The Butterfly Conservation officer for wales George Tordoff, said: “At first glance the moth might look unremarkable, but it’s actually very distinctive thanks to the dark brown band that can be seen across the middle of the upper wings.
(Photo by BC)
“To find the Barred Tooth-striped at a new site is really encouraging, because not only is this a first for Wales, but the moth is declining in England. The fact that two have been caught on different nights also suggests that the moth is likely to be breeding in the wood it was found in.”
Nick Felstead is a member of BC’s South Wales Branch and made the exciting discovery two weeks ago stating : “I remember it being a horrible night – very windy and wet – so I didn’t expect to find much and when I first saw the moth, I didn’t recognise it. So I took a photo and when I got home I started looking up what species it could be. Alarm bells went off when I realised what it was and when BC confirmed it, I just couldn’t believe it!”
(Photo by Nick Felstead.)
The food plant for this caterpillar is Wild Privet, that was growing in both the ares where the moths were recorded.
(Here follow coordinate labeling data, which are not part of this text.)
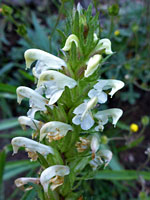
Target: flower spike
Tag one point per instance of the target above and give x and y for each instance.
(47, 60)
(92, 65)
(36, 101)
(20, 182)
(56, 171)
(102, 116)
(31, 147)
(70, 39)
(27, 121)
(104, 44)
(54, 130)
(84, 115)
(54, 83)
(102, 84)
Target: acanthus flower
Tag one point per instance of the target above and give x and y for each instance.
(54, 130)
(83, 144)
(31, 147)
(95, 144)
(70, 39)
(114, 85)
(36, 101)
(54, 176)
(102, 157)
(103, 45)
(54, 83)
(20, 182)
(83, 114)
(92, 65)
(44, 60)
(32, 123)
(102, 116)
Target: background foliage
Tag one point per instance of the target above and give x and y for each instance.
(36, 24)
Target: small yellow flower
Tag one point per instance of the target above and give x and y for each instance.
(117, 32)
(134, 127)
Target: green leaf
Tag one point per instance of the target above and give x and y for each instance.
(9, 123)
(121, 175)
(7, 88)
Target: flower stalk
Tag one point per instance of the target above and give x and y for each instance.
(65, 110)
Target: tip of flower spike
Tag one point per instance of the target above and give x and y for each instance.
(134, 127)
(28, 55)
(70, 39)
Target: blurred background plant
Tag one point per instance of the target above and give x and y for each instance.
(34, 24)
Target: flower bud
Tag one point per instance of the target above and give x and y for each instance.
(92, 65)
(70, 39)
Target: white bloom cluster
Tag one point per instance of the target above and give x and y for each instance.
(51, 83)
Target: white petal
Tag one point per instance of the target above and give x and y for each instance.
(93, 64)
(77, 119)
(56, 170)
(51, 61)
(87, 122)
(25, 180)
(95, 143)
(106, 155)
(35, 98)
(55, 97)
(102, 96)
(26, 121)
(115, 113)
(53, 127)
(92, 93)
(115, 85)
(31, 112)
(32, 145)
(90, 104)
(56, 78)
(80, 109)
(70, 39)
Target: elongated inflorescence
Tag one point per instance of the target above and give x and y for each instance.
(65, 111)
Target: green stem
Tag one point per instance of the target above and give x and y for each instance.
(56, 24)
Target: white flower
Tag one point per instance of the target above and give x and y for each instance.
(45, 60)
(84, 115)
(56, 171)
(27, 121)
(102, 84)
(103, 116)
(54, 83)
(54, 130)
(31, 147)
(104, 44)
(70, 39)
(36, 101)
(20, 182)
(95, 143)
(92, 65)
(102, 157)
(83, 144)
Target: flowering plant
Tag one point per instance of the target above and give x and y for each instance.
(65, 110)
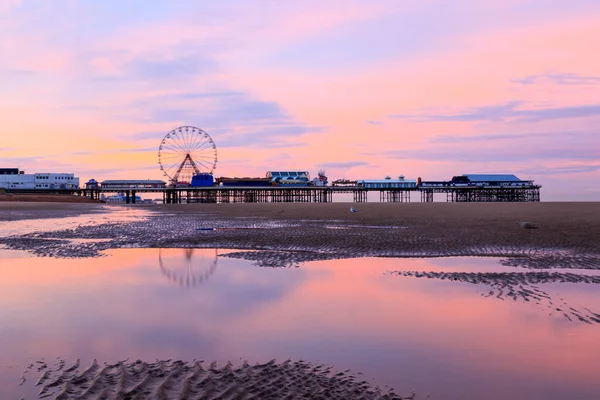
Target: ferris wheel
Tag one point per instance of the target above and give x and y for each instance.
(186, 151)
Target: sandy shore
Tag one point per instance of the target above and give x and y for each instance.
(199, 380)
(45, 198)
(568, 232)
(14, 211)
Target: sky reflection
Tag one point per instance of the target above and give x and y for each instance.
(438, 338)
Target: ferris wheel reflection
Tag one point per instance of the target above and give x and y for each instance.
(188, 267)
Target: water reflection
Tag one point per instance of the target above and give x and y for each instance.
(436, 337)
(195, 268)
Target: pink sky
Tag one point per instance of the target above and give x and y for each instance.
(361, 89)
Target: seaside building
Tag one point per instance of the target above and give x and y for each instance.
(14, 179)
(123, 184)
(388, 183)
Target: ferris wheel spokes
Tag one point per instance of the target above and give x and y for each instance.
(186, 151)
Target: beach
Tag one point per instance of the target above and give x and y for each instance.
(541, 270)
(409, 229)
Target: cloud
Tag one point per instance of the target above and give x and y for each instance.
(519, 153)
(558, 79)
(506, 112)
(562, 170)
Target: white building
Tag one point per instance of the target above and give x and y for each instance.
(41, 181)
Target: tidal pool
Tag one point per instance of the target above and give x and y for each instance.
(447, 339)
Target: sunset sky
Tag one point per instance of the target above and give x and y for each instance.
(363, 89)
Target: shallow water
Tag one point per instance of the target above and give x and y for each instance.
(110, 214)
(437, 337)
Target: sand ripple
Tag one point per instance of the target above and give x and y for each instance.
(198, 380)
(522, 286)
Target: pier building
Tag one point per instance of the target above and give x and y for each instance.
(14, 179)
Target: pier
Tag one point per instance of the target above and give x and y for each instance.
(221, 194)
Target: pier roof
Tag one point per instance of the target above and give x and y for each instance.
(493, 177)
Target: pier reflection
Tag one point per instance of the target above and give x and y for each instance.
(188, 267)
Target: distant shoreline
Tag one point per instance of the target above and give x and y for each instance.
(567, 233)
(45, 198)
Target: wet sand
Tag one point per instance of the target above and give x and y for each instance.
(45, 198)
(568, 233)
(199, 380)
(16, 210)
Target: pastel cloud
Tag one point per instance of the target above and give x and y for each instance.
(424, 88)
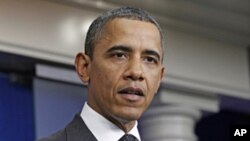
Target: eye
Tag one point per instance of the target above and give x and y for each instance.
(119, 55)
(151, 60)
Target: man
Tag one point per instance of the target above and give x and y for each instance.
(123, 67)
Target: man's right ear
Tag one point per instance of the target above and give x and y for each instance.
(82, 65)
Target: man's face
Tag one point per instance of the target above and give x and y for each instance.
(126, 69)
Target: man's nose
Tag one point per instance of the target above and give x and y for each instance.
(134, 71)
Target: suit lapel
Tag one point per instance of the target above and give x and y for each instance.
(77, 130)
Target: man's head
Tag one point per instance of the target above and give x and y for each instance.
(122, 65)
(96, 28)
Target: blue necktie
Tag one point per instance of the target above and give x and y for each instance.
(128, 137)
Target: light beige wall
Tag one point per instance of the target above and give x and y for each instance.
(55, 32)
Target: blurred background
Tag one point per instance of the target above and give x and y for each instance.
(205, 90)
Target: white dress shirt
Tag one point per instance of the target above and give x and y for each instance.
(103, 129)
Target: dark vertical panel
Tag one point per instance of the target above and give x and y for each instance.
(56, 103)
(16, 111)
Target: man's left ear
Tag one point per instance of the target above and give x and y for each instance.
(82, 65)
(162, 72)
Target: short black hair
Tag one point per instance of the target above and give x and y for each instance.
(95, 29)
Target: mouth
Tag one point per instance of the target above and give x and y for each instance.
(131, 91)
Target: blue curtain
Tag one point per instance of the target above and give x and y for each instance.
(16, 111)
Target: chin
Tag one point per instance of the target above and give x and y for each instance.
(129, 116)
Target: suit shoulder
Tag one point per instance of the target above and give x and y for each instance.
(58, 136)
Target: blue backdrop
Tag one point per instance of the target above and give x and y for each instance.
(16, 111)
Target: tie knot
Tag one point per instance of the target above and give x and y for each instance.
(128, 137)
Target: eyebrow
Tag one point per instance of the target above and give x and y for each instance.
(120, 47)
(128, 49)
(152, 52)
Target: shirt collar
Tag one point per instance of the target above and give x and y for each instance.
(103, 129)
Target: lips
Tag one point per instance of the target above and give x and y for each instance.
(131, 91)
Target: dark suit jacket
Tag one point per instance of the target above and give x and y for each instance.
(76, 130)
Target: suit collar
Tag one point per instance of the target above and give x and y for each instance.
(78, 131)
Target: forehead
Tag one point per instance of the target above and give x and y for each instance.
(132, 31)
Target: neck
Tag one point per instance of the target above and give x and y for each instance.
(126, 126)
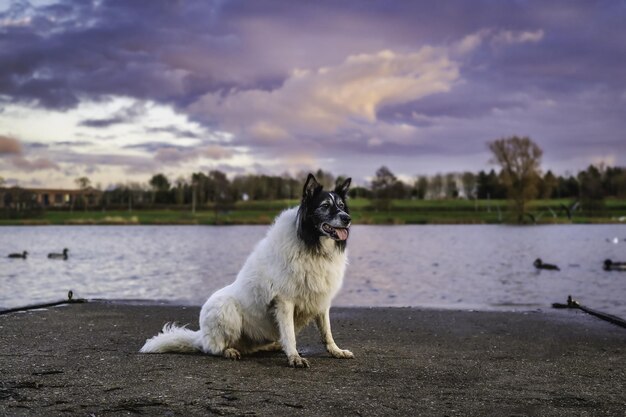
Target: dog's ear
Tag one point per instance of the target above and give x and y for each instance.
(311, 186)
(342, 189)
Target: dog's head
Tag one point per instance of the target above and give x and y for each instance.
(324, 214)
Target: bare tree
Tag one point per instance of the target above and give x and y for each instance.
(83, 184)
(519, 159)
(468, 180)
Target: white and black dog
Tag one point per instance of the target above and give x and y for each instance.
(288, 280)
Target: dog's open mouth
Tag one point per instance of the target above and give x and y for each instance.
(337, 233)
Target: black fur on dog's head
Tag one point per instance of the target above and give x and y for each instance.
(324, 214)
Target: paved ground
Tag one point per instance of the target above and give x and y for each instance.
(82, 360)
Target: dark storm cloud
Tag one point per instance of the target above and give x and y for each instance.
(174, 131)
(553, 70)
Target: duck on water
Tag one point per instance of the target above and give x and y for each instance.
(609, 265)
(540, 265)
(58, 255)
(22, 255)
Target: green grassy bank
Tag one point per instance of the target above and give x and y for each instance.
(363, 211)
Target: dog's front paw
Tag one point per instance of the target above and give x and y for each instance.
(232, 353)
(296, 361)
(341, 354)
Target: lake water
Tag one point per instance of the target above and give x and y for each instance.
(455, 267)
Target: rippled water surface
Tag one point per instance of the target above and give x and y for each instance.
(466, 267)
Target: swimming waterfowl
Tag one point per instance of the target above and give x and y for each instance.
(540, 265)
(609, 265)
(58, 255)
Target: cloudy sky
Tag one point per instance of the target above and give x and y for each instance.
(120, 90)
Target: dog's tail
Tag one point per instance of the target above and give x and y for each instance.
(174, 338)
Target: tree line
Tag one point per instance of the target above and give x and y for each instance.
(518, 179)
(214, 186)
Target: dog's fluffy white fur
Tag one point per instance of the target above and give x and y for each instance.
(281, 287)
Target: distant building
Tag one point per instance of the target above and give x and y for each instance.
(16, 197)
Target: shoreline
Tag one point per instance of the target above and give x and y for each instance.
(82, 359)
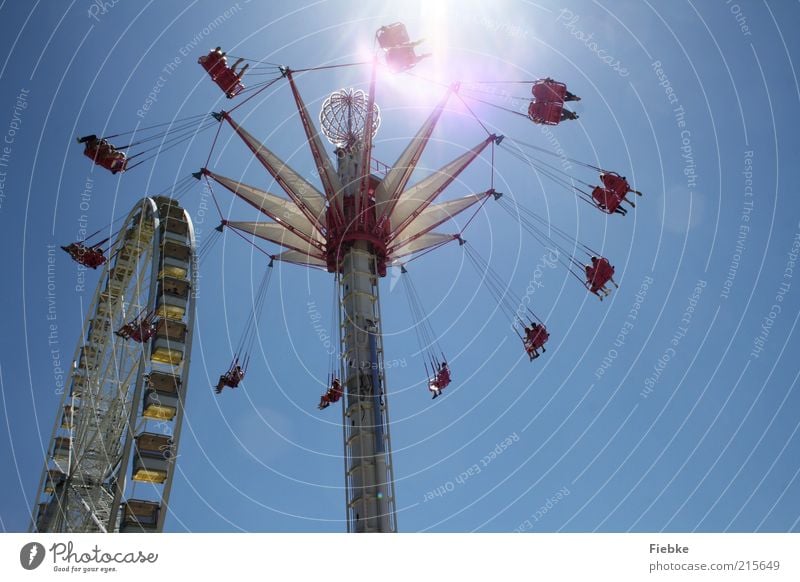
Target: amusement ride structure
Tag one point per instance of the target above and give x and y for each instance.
(132, 367)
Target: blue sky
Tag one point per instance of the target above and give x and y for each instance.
(706, 442)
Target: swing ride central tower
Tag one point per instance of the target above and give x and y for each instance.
(355, 226)
(369, 480)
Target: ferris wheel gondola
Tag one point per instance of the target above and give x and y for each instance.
(119, 422)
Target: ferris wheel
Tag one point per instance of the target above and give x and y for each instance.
(113, 446)
(361, 217)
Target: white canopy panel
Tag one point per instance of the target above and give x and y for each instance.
(425, 191)
(398, 176)
(436, 214)
(277, 234)
(299, 258)
(299, 189)
(425, 241)
(328, 175)
(279, 209)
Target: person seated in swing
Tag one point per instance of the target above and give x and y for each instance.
(103, 153)
(324, 401)
(231, 378)
(443, 376)
(535, 337)
(598, 274)
(335, 392)
(87, 256)
(617, 184)
(609, 202)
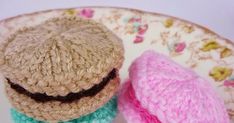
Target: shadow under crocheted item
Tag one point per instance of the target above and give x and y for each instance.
(104, 114)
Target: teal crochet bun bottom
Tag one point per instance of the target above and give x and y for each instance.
(104, 114)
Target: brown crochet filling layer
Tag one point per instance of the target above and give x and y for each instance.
(42, 97)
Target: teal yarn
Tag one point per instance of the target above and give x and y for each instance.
(104, 114)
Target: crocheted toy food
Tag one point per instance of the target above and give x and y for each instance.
(62, 69)
(161, 91)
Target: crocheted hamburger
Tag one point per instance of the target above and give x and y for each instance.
(62, 69)
(161, 91)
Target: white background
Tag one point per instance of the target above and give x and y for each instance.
(217, 15)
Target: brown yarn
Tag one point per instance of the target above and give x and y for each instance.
(54, 111)
(60, 56)
(68, 98)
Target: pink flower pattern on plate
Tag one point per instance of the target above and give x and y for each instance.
(87, 13)
(179, 47)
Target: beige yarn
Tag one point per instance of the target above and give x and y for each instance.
(55, 111)
(60, 56)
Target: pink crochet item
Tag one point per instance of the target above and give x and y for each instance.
(161, 91)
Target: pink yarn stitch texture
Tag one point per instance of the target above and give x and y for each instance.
(168, 92)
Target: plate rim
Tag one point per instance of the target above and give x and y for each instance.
(206, 29)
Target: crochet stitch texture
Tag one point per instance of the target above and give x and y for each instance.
(168, 92)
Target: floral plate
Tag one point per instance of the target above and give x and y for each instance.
(191, 45)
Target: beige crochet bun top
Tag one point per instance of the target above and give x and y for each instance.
(60, 56)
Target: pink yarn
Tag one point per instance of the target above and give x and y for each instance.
(169, 92)
(133, 108)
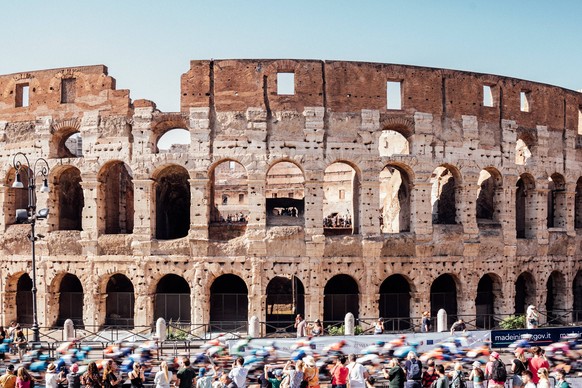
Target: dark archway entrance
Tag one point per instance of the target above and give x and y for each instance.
(24, 300)
(228, 304)
(341, 296)
(285, 299)
(395, 303)
(173, 299)
(525, 292)
(172, 203)
(443, 295)
(555, 300)
(120, 301)
(70, 300)
(577, 294)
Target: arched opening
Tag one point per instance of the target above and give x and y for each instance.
(577, 297)
(522, 153)
(486, 302)
(228, 304)
(394, 200)
(229, 210)
(525, 207)
(443, 295)
(488, 198)
(340, 201)
(67, 143)
(393, 143)
(15, 198)
(24, 300)
(443, 196)
(395, 303)
(578, 205)
(556, 298)
(70, 300)
(68, 197)
(172, 300)
(285, 195)
(120, 301)
(174, 140)
(116, 199)
(172, 203)
(341, 296)
(285, 299)
(557, 205)
(525, 292)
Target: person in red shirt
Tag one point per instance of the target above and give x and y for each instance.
(339, 373)
(536, 362)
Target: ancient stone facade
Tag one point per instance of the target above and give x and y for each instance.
(377, 189)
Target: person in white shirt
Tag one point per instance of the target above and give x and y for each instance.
(238, 374)
(357, 374)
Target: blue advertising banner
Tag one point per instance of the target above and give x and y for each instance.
(540, 337)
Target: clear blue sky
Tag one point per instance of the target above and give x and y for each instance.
(147, 44)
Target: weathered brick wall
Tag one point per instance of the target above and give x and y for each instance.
(337, 114)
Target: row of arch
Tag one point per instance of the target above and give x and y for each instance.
(285, 297)
(285, 198)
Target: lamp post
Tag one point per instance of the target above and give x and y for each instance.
(29, 215)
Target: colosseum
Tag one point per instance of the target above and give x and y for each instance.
(307, 186)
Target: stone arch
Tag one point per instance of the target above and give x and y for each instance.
(525, 207)
(228, 303)
(285, 299)
(392, 142)
(172, 299)
(115, 201)
(71, 298)
(577, 297)
(489, 197)
(120, 302)
(24, 299)
(341, 296)
(285, 194)
(66, 140)
(488, 301)
(172, 191)
(395, 199)
(394, 304)
(67, 199)
(444, 295)
(557, 202)
(341, 187)
(445, 180)
(556, 297)
(229, 206)
(165, 122)
(525, 292)
(15, 198)
(578, 205)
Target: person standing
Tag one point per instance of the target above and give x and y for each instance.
(357, 373)
(300, 325)
(185, 374)
(532, 318)
(426, 324)
(238, 374)
(163, 377)
(442, 381)
(537, 362)
(8, 379)
(413, 369)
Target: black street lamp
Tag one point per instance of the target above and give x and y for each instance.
(29, 215)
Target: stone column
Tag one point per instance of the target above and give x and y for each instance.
(144, 216)
(90, 187)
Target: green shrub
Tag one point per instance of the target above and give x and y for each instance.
(513, 322)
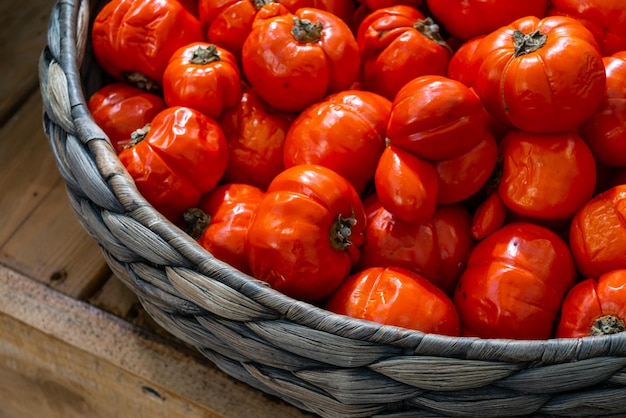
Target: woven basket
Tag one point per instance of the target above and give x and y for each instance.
(323, 363)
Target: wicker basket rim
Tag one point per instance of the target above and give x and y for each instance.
(293, 310)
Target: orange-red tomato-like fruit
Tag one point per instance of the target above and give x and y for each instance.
(540, 75)
(436, 249)
(466, 19)
(305, 235)
(594, 307)
(228, 209)
(545, 176)
(120, 109)
(256, 134)
(605, 130)
(345, 132)
(396, 296)
(295, 60)
(514, 283)
(135, 39)
(605, 19)
(204, 77)
(182, 156)
(597, 233)
(398, 44)
(436, 118)
(406, 185)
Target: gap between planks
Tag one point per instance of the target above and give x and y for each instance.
(92, 356)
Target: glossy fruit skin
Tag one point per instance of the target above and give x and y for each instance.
(256, 134)
(343, 9)
(604, 18)
(304, 236)
(552, 88)
(398, 44)
(204, 77)
(466, 19)
(183, 156)
(463, 61)
(379, 4)
(462, 176)
(162, 25)
(514, 283)
(345, 132)
(598, 233)
(436, 118)
(605, 130)
(291, 73)
(396, 296)
(230, 207)
(227, 23)
(436, 249)
(591, 300)
(120, 109)
(489, 216)
(546, 176)
(406, 185)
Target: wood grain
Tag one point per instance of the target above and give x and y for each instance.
(63, 358)
(23, 29)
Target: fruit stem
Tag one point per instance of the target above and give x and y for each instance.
(205, 55)
(306, 31)
(527, 43)
(340, 232)
(430, 29)
(606, 325)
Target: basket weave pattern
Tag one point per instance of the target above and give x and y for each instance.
(320, 362)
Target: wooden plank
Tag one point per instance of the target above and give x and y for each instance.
(27, 168)
(116, 298)
(62, 358)
(39, 233)
(23, 29)
(53, 248)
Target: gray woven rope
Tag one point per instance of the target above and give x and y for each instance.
(320, 362)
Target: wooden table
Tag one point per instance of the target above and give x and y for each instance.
(74, 341)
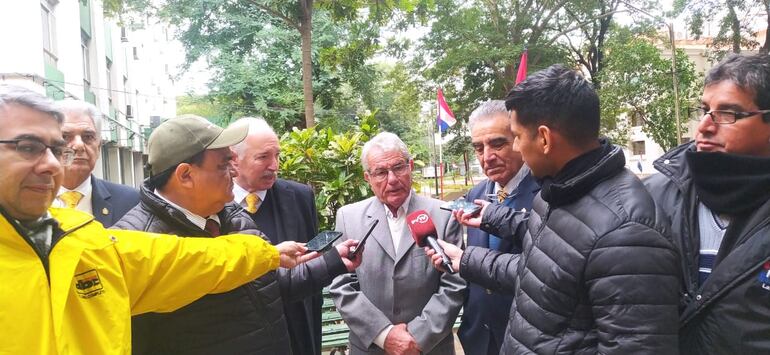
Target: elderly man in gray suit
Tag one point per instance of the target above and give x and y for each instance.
(396, 302)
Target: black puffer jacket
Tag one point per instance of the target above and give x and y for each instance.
(246, 320)
(595, 274)
(730, 312)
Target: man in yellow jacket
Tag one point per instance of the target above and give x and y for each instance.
(69, 286)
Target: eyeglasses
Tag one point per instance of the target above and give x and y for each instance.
(727, 117)
(382, 174)
(31, 149)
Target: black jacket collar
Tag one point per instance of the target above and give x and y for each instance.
(582, 174)
(161, 209)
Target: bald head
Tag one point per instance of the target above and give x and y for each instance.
(257, 156)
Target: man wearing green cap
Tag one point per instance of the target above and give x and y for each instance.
(190, 193)
(69, 285)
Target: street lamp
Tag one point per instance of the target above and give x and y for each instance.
(670, 26)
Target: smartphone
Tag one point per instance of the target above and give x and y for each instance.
(461, 203)
(323, 241)
(354, 252)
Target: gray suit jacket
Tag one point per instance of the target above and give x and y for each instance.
(392, 287)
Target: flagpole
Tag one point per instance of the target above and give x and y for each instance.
(441, 161)
(433, 139)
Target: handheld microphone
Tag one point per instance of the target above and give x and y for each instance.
(424, 233)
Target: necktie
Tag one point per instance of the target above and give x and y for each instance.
(251, 203)
(501, 195)
(212, 227)
(71, 198)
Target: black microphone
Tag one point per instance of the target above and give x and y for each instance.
(424, 233)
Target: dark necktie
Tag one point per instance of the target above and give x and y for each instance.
(212, 227)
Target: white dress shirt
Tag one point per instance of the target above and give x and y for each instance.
(396, 224)
(84, 204)
(513, 183)
(239, 195)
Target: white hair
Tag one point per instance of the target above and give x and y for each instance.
(256, 125)
(82, 107)
(486, 111)
(387, 142)
(13, 94)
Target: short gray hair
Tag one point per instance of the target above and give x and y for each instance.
(256, 125)
(83, 107)
(18, 95)
(485, 111)
(387, 142)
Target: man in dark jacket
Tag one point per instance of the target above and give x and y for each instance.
(485, 312)
(715, 193)
(595, 274)
(80, 189)
(189, 193)
(283, 210)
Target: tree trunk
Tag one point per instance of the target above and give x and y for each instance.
(765, 49)
(305, 30)
(735, 26)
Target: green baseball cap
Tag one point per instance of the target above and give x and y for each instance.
(180, 138)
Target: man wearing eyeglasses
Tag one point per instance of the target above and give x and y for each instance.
(69, 286)
(715, 192)
(396, 302)
(106, 201)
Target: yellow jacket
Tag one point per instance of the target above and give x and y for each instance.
(99, 278)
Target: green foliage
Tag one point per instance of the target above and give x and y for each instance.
(473, 48)
(330, 163)
(201, 106)
(637, 81)
(734, 20)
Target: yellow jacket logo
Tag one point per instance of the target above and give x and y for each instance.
(88, 284)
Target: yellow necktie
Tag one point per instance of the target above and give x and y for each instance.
(251, 203)
(501, 196)
(71, 198)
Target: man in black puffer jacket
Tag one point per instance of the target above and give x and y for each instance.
(596, 274)
(715, 193)
(189, 194)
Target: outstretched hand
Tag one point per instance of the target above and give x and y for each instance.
(471, 219)
(293, 254)
(344, 249)
(453, 252)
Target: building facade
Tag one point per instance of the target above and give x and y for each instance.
(69, 49)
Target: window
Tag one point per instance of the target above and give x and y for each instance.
(86, 60)
(109, 81)
(49, 31)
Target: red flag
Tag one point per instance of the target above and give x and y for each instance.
(522, 73)
(445, 117)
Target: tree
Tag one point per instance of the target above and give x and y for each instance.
(734, 18)
(636, 81)
(473, 48)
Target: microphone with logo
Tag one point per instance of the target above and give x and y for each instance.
(424, 233)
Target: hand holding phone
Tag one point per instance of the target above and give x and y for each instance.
(461, 204)
(354, 252)
(323, 241)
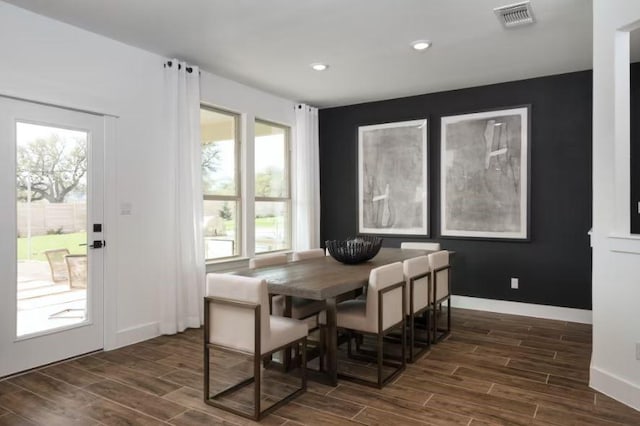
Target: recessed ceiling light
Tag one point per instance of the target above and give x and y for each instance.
(319, 66)
(421, 45)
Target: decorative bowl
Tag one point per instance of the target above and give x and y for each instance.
(354, 250)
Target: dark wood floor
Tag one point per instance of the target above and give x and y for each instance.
(493, 369)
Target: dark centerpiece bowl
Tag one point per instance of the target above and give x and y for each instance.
(354, 250)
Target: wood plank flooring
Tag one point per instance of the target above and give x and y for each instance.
(494, 369)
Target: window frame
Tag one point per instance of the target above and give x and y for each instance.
(237, 152)
(288, 178)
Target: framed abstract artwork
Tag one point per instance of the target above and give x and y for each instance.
(484, 174)
(392, 178)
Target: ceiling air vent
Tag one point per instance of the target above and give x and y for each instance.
(515, 15)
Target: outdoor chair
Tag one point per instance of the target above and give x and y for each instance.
(77, 270)
(59, 270)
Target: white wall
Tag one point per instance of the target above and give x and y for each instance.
(49, 61)
(616, 254)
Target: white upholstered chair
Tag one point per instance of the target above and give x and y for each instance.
(417, 276)
(268, 260)
(237, 319)
(441, 290)
(433, 246)
(382, 311)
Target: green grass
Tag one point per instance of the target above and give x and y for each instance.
(267, 222)
(41, 243)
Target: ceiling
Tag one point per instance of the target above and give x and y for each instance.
(270, 44)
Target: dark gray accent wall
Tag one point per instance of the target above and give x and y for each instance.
(554, 268)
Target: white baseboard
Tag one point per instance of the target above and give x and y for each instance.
(136, 334)
(527, 309)
(616, 387)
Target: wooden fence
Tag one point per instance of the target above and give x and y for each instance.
(49, 218)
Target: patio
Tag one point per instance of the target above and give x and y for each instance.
(44, 304)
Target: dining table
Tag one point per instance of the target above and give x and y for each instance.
(324, 278)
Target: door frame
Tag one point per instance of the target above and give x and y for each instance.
(109, 218)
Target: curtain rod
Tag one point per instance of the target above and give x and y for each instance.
(170, 64)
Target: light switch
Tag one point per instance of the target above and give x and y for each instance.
(125, 209)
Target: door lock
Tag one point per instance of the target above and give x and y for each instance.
(98, 244)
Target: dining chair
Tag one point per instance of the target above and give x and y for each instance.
(441, 290)
(417, 276)
(237, 320)
(302, 308)
(382, 311)
(268, 260)
(433, 246)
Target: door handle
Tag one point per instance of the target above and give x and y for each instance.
(98, 244)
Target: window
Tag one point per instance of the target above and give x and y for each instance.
(220, 183)
(272, 188)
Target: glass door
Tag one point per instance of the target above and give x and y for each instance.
(51, 265)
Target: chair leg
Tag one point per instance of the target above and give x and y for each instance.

BC Wales is now working in close conjunction with Natural Resources Wales (NRW), who manage the woodland, to guaranty that the Wild Privet of the forests are protected when forest management work is done.
This is great discovery for moth lovers and shows how much we still don’t know about the wildlife in our own back garden sometimes. Hopefully with all the work citizen scientist are doing with wildlife this will be one of the first of many discoveries for British Invertebrates this year.